通过c ++ main char ** args处理不同字符串编码的正确方法是什么? [英] What is the correct way of processing different strings encodings via c++ main char** args?
问题描述
我需要澄清.
问题是我有一个用C ++编写的Windows程序,该程序使用特定于Windows的'wmain'函数,该函数接受wchar_t **作为其args.因此,有机会将任何您喜欢的参数作为命令行参数传递给此类程序:例如,中文符号,日语符号等.
说实话,我没有有关此函数通常使用的编码的信息.大概是utf-32,甚至是utf-16.所以,问题是:
-
什么不是Windows特定的,而是用标准主要功能来实现此目的的unix/linux方法?我的第一个想法是关于使用utf-8编码的输入字符串并以某种语言环境指定?
-
有人可以举一个这样的主要功能的简单例子吗?std :: string如何容纳一个中文符号?
- 当我们像这样访问每个字符(字节)时,是否可以像往常一样使用以utf-8编码并包含在std :: strings中的中文符号进行操作?
免责声明: 用法: 输出: 3)否 对于UTF-8/UTF-16数据,我们需要使用特殊的库,例如 ICU > 对于逐字符处理,您需要使用或转换为UTF-32. I need some clarifications. The problem is I have a program for windows written in C++ which uses 'wmain' windows-specific function that accepts wchar_t** as its args. So, there is an opportunity to pass whatever-you-like as a command line parameters to such program: for example, Chinese symbols, Japanese ones, etc, etc. To be honest, I have no information about the encoding this function is usually used with. Probably utf-32, or even utf-16.
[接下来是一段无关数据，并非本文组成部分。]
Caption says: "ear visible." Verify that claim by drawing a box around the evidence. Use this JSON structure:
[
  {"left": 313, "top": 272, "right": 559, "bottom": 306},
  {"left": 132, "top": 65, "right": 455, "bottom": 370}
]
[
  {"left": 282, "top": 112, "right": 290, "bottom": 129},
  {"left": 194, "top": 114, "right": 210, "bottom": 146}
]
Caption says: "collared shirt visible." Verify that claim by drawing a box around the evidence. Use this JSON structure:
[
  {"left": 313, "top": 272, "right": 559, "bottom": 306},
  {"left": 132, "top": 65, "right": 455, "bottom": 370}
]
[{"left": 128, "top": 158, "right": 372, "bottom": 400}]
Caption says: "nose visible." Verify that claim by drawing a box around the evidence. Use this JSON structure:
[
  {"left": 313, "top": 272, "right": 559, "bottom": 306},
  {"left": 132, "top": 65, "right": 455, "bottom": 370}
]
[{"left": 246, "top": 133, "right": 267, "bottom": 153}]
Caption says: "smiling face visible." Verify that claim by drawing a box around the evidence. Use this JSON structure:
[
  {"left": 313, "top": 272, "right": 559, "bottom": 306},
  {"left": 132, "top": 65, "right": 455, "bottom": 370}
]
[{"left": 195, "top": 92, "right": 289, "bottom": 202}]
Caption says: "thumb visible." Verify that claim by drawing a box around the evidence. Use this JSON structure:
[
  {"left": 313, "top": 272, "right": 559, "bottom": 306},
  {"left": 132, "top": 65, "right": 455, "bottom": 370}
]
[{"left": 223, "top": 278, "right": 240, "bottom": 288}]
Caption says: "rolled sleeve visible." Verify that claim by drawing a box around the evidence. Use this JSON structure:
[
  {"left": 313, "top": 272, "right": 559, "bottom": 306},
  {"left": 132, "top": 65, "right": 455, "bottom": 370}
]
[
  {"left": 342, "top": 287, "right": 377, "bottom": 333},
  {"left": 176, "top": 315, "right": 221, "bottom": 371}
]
So, the questions: What is the not windows-specific, but unix/linux way to achieve this with standard main function? My first thoughts were about usage of utf-8 encoded input strings with some kind of locales specifying? Can somebody give a simple example of such main function? How can a std::string hold a Chinese symbols?
./program-开关-选项wibble
开关:上选项:摆动
Disclaimer: All Chinese words provided by GOOGLE translate service.
1) Just proceed as normal using normal std::string
. The std::string
can hold any character encoding and argument processing is simple pattern matching. So on a Chinese computer with the Chinese version of the program installed all it needs to do is compare Chinese versions of the flags to what the user inputs.
2) For example:
#include <string>
#include <vector>
#include <iostream>
std::string arg_switch = "开关";
std::string arg_option = "选项";
std::string arg_option_error = "缺少参数选项";
int main(int argc, char* argv[])
{
const std::vector<std::string> args(argv + 1, argv + argc);
bool do_switch = false;
std::string option;
for(auto arg = args.begin(); arg != args.end(); ++arg)
{
if(*arg == "--" + arg_switch)
do_switch = true;
else if(*arg == "--" + arg_option)
{
if(++arg == args.end())
{
// option needs a value - not found
std::cout << arg_option_error << '\n';
return 1;
}
option = *arg;
}
}
std::cout << arg_switch << ": " << (do_switch ? "on":"off") << '\n';
std::cout << arg_option << ": " << option << '\n';
return 0;
}
Usage:
./program --开关 --选项 wibble
Output:
开关: on
选项: wibble
3) No.
For UTF-8/UTF-16 data we need to use special libraries like ICU
For character by character processing you need to use or convert to UTF-32.
这篇关于通过c ++ main char ** args处理不同字符串编码的正确方法是什么?的文章就介绍到这了,希望我们推荐的答案对大家有所帮助,也希望大家多多支持IT屋!